In methylcellulose culture, our HSC exhausted their proliferative capacity after the third plating, while LAFP-transduced HSC form colonies for more than three passages as previously reported.30 Serial replating and day 12 spleen colony-forming unit assays (CFU-S) are thus both suitable to detect functional, self-renewing LSC.20 We observed a dose-dependent suppression of the self-renewal capacity of AML1/ETO-positive cells by dacinostat and vorinostat. This observation is consistent with a gradual loss of self-renewing LSC over time and is in agreement with our previous report demonstrating a diminishing replating capacity of PLZF/RARα-positive LSC upon dacinostat treatment.31
As primary LSC are rare, pathway analysis was performed using transduced IL-3 dependent myeloid 32D cells as a well-accepted model system. Functional impairment of murine 32D but also of human AML cells was associated with downregulation of c-MYC and BMI1. The proliferative potential of leukemic stem and progenitor cells lacking BMI1 is compromised, because they eventually undergo proliferation arrest and show signs of differentiation and apoptosis, leading to failure of the leukemic cells to initiate disease in transplanted syngeneic hosts.22 Dacinostat and vorinostat reduced BMI1 protein levels leading to reversion of the leukemic phenotype. As BMI1 is expressed in all AML cells analyzed so far, it may thus support proliferation and self-renewal of leukemic and progenitor cells independently of PLZF/RARα.32,33 Accordingly, its depletion may be associated with a more general antileukemic or even antitumor effect of DACi, based on our results in AML1/ETO-positive hematopoietic cells and, by another group, in various breast cancer cell lines.34 Downregulation of c-MYC by DACi has been reported previously35-38 and may also account for inhibition of LSC capacity. Here, a reduced protein level of c-MYC was recognized as early as 6 h after addition of DACi (data not shown), suggesting that c-MYC repression is a direct effect of DACi treatment. In contrast, the regulation of the c-MYC target gene BMI113 by DACi was found to be indirect and independent from c-MYC in breast cancer.34 Further studies will have to show if BMI1 is a direct target of c-MYC in our leukemic models.

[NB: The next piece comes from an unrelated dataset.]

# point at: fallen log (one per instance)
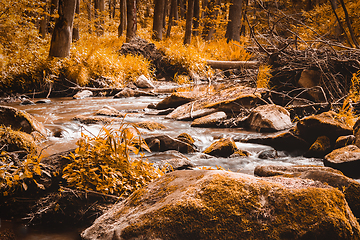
(232, 64)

In summary, we present evidence that DACi interfere with signaling pathways controlling survival and proliferation of leukemic stem and progenitor cells. Thus, abrogation or severe reduction of in vitro self-renewal by the hydroxamic acid analogs dacinostat and vorinostat may be associated with beneficial clinical effects, e.g., inducing sensitivity of LSC to chemotherapy.39 Our results have potential impact on the clinical development of DACi. To date, DACi have not been approved for the treatment of AML patients. Although complete remissions have been reported, most patients do not enjoy a satisfactory and sustained antileukemic effect and/or suffer from considerable dose-dependent side effects. According to our data showing a substantial inhibition of LSC, potent DACi may be more relevant in the setting of minimal residual disease requiring prolonged treatment.
Materials and Methods
Cells lines and reagents
The hematopoietic progenitor cells 32D were maintained in RPMI-1640 (Invitrogen) plus 10% fetal calf serum (FCS) (Invitrogen) supplemented with 10 ng/ml of m-IL3 (Peprotech). The ecotropic Phoenix packaging cell line was cultured in Dulbecco's modified Eagle's medium (DMEM) (Invitrogen) containing 10% FCS. Dacinostat was kindly provided by Novartis Pharmaceuticals and vorinostat (suberoylanilide hydroxamic acid, SAHA) by Biozol.
AML samples
Peripheral blood samples were obtained from AML patients at diagnosis or relapse. All patients gave written informed consent. Collection of patient samples was approved by the ethics committee of the Goethe-University of Frankfurt. Baseline morphology, cytogenetics and cell surface antigen analysis were performed as part of the routine clinical evaluation of the patients. Isolation of mononuclear cells and the subsequent immunomagnetic selection of CD34+ or CD34+CD38- cells were performed as previously described.40
Culture and analysis of leukemic progenitor cells
CD34+ cells were maintained in X-Vivo (Lonza) supplemented with 10% FCS (Hyclone), 1% L-Glutamine (Invitrogen), interleukin-3, thrombopoietin (25 ng/mL each), stem cell factor and Flt-3 ligand (50 ng/mL each, Peprotech) for seven days. Either dacinostat or vorinostat were added to the cultured cells. Flow cytometry was performed as previously described.40 For the colony assay, cells harvested from suspension culture were plated in methylcellulose (Methocult® GF H4434, CellSystems Biotech) ± dacinostat or vorinostat. Colonies (> 20 cells) were counted after 12 d and replated if possible. Data were given as mean ± SEM and compared by the Student’s t or Mann-Whitney U-test, as appropriate. p-values < 0.05 were considered as significant.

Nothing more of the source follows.